1) in Italian the verbs are infinitive while in English is not possible to use the infinitive in this case
2) I am not sure if ‘large’ works here (also in Italian ‘grande’ used together with ‘air’ is unusual)
3) ‘forse le stature le allegorie’ translated with ‘maybe the stature/importance the allegory’. Do you have any suggestions for this line?
4) In the last two lines there is an anthises (walls so soft/ to pierce...) Would it work for you?


She read us the poem in Italian twice. We began by wondering where we were and what was going on. Were we with two lovers who are contemplating their relationship to the art they have seen in the context of the world outside? Was it primarily a poem about love, or about art? What did the art have to say about love and what was that mysterious paradoxical image at the end where soft walls pierce nails?
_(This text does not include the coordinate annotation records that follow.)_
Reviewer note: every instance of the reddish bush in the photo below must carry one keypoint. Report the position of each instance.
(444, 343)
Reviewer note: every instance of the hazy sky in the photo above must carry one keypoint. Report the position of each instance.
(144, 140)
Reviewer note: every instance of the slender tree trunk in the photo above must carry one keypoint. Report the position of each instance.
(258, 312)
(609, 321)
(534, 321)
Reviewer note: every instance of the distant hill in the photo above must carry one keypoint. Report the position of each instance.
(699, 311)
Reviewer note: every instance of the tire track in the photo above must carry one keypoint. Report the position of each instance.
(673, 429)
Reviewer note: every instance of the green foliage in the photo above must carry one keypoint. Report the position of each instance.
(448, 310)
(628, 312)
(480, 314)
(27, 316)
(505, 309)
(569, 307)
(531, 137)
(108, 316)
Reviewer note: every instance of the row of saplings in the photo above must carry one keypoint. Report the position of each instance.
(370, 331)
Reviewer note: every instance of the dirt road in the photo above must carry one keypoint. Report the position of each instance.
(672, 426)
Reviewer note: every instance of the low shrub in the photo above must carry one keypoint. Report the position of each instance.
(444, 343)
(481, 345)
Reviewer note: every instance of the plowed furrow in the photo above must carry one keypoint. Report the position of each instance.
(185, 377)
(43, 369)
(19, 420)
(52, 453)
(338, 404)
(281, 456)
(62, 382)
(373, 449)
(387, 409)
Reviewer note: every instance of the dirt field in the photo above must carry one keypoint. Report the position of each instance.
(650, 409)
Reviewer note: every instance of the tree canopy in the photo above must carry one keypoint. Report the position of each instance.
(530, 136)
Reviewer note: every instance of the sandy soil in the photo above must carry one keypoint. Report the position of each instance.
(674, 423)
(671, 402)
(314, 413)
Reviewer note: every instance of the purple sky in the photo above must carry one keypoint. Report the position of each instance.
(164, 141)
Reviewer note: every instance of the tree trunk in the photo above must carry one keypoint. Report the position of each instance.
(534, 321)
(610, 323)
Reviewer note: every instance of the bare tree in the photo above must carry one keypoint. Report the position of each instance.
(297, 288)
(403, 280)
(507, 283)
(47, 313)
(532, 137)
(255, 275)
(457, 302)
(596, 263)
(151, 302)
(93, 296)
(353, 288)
Taking the poem line by line we began with the question of where. In a church or a gallery? There were doubts about the word cartoon. It might make some people think of strip cartoons or cartoon films. Having taught art history for a good number of years I simply assumed the poem meant cartoon in the sense of the Leonardo cartoon, that is to say a preparatory work for something not yet started but it is a mistake to think that everyone knows what one knows (on the other hand no one knows everything, not even the poet). Then there was the issue of essere in due and the use of the infinite, and various possibilities suggested themselves here. But what did it mean to burn inside for a thought of rain. Was it love, desire, or the passion for art that was burning? Was there a desire for rain? For a thought of rain? Was rain symbolic in the way it is in romantic films, a mixture of the mystical and the erotic? We discussed the function of the allegory in the poem. What was the allegory? What was an allegory for what? Was it a specific painting. Was it like Bronzino's Allegory (see above) I wondered.

And was the grande aria a reference to music or was it simply the air, as simply the big or large air, and if it was what actually is large air? Is it to do with the size of the city, the natural world outside the confines of art, the idea of an endless air? Fortunately (though only after the course was over) Chiara was able to get in contact with the poet himself and ask whether he meant aria as in an opera. He said no. (Having living authors to hand is an advantage in many ways though not invariably so. The text is less a matter of the author's specific intention, or even of what the author happened to be thinking when a line occurred to him or her, than in what the words say and suggest.)

Lastly, the great puzzle of the end where a soft thing pierces a hard thing. In reverse it might be read in terms of sexual penetration but Chiara didn't think so. However we read it it remained enigmatic. Perhaps the most persuasive notion was the possibility that the idea of love, as communicated in the allegories, was a source of 'soft power' that might alleviate or redeem the hard imperatives of desire or simply romantic love.

This is the version, after all the discussion and hard thinking, that Chiara sent on after the course.

How to look
a stained glass window, a canvas,
a fresco, a drawing -
it takes two
burning, inside, an idea of rain
(outside the large air of the city)
to cling to admire to not understand
maybe the statures the allegories
telling each other what we know or what we guess
memory and imagination shedding light
and feeling like walls so soft
they pierce that nail called love.


This version shortens breath and has grown in ardency as a result. It sings and has music.

But one could discuss the poem and its translation for ever. The analogy I often used in conversation was the mixing deck in music. You can turn up this or that instrument within the poem. Finally you settle on something because it sounds right, or persuasive, or powerful. That's as good as it gets. If the original poem turns out to be attractive to other translators their own remix will provide a slightly different experience. As of course will the original poem to its various Italian readers.

The image we occasionally returned to was the Venn diagram where the combined overlaps indicated broad agreement as to the 'location' and 'core' of the poem, those versions with some element in the common overlap indicated individual readings and those outside all of them suggested an idiosyncrasy of some sort.